By Robert C. Creighton
While the fight in Washington has been focused on the future of Obamacare, here in New York a healthcare revolution is well underway. Over the past several years, major changes in New York healthcare laws and regulations have transformed how healthcare providers approach patient care. Providers of mental health services, services for individuals with developmental or physical disabilities, and substance use disorder services for those battling addictions, and a variety of other nonprofits and social services agencies are similarly impacted. Health and human services providers are now under pressure to focus on value-based purchasing – that is, to be more efficient in how they deliver their services, and to focus more on overall patient outcomes rather than just the delivery of the specific services they provide. Hospitals and provider organizations across the State are undergoing functional reorganizations, and though growing pains should be expected as inter-agency relationships and service teams are restructured, this should ultimately prove to be a period of increased efficiency in the delivery of clinical and social services.

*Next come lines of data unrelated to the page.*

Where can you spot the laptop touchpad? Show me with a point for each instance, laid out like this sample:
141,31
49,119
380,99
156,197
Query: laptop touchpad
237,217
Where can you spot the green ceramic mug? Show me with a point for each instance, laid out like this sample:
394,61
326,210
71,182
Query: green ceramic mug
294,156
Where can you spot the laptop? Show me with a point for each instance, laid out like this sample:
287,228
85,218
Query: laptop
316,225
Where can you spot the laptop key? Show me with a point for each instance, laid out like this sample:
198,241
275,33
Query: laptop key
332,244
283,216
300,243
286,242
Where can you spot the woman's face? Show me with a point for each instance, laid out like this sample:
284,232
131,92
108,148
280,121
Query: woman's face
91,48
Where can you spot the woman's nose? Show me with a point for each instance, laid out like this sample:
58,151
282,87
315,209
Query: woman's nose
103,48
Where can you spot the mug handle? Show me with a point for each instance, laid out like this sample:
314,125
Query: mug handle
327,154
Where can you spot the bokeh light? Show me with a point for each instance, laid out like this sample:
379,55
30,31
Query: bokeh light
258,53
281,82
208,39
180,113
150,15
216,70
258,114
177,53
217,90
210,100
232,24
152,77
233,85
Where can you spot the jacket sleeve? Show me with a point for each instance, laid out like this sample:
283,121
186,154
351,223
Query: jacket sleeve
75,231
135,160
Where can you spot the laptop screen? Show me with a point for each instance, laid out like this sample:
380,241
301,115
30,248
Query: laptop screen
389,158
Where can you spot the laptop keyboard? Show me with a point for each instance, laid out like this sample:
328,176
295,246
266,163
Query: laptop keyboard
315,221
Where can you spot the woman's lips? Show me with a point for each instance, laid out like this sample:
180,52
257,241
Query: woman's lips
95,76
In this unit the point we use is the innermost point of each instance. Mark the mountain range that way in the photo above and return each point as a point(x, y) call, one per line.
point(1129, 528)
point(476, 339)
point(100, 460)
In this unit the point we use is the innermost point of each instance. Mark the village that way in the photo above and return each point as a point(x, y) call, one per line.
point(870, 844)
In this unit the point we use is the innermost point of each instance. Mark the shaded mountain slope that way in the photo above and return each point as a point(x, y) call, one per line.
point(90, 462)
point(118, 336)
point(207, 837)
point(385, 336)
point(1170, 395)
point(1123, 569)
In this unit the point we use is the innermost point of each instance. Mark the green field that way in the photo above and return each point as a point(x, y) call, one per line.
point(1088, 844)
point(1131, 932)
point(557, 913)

Since long before the passing of the Affordable Care Act, New York State has taken active measures designed to ensure better outcomes for patients and to minimize unnecessary and costly acute care visits. This has allowed the downsizing of inpatient capacity, and its replacement with new and expanded primary care and other community-based services. Before these reforms, New York’s healthcare system was designed as a fee for service model – – healthcare providers were paid each time a service was delivered. Arguably, this model created an incentive to provide as many services as possible rather than focus on patient outcomes. This system unintentionally resulted in barriers among service providers, either leading to redundancy in care or missed opportunities to treat patients holistically.
Governor Cuomo’s Medicaid Redesign Team, and more recently the Delivery System Reform Incentive Payment (“DSRIP”) program, are fundamentally restructuring the Medicaid system, with the goal of reducing hospital visits – particularly readmissions – and providing patients with increased preventative care and more community-based alternatives. By requiring providers (including, e.g., hospitals, physician practices, long term care providers, behavioral health providers and other community-based organizations) to join together into Performing Provider Systems (“PPS’s”) and eventually assume risk, the State is moving beyond traditional managed care to ensure that the full range of providers share incentives for achieving positive patient outcomes and improving population health. Now, rather than just measuring whether and to what extent services were delivered, providers will theoretically be judged on the overall wellness of the patient regardless of how many services are provided. This incentivizes healthcare providers to spend more time collaborating to find the best and most efficient treatments for each patient.
These regulatory transformations are driving many practical changes in the healthcare industry. There has been increased consolidation of payors and providers. Community hospitals continue to be absorbed by increasingly large systems. Payors continue to merge, and providers and other entities continue to enter the payor market (with varying degrees of success). Here, on Long Island, the entry of new mega-systems into the market has resulted in new competition to established systems.
We can expect that consolidation will continue and will move into new and different areas. Hospital systems under pressure to work more closely with other providers and better manage discharges are likely to focus on acquiring new long term care, behavior health and social services capacity. And we can expect more consolidation among providers within each of those industries, as well as providers of primary care services, developmental disabilities services, pharmacy services, medical transportation, and others. In regard to physician practices, expect to see even more employment of physicians by healthcare systems. These regulatory reforms should encourage more collaboration between physicians and other licensed professionals, including not only physician assistants and nurse practitioners, but also pharmacists, chiropractors, physical therapists, acupuncturists and others. In addition, efforts are ongoing to increase opportunities for primary and long term care providers to collaborate, creating a variety of possibilities in that area.
These new relationships can take a variety of forms, including mergers, affiliations, joint ventures, or other contractual arrangements. Notwithstanding new regulatory flexibility, a variety of legal barriers remain in place that likely make it difficult to implement these new arrangements, including limitations on corporate practice of medicine, fee-splitting, self-referral, and assignment of Medicare/Medicaid payments. Providers will need to be creative in developing new structures and reorganizing funds flow. And far-thinking leadership will be required at all levels.
These changes are impacting the entire spectrum of providers. Larger systems and providers are responding by forging new relationships, and reconsidering everything about their business models. The new regime is especially challenging for smaller nonprofit providers to navigate. Many simply do not have the internal resources to formulate strategies to address these changes or to evaluate new proposed relationships. Consolidation in this segment of the market appears to be a desired outcome of the regulatory changes and it is an inevitable consequence of this new regime. Without strong external advisors, small not-for-profits risk being forced into arrangements that seem attractive in the short term, but which in the long term will prove problematic. Nonetheless, the services of these not-for-profit health and social service providers will be essential to achieve the consumer-centered goals of the new paradigm. It is therefore in our collective best interest that such providers have a place at the table as discussions regarding regulatory reform proceed.
Robert C. Creighton is the firm’s managing partner and a corporate attorney who advises businesses in all aspects of their development.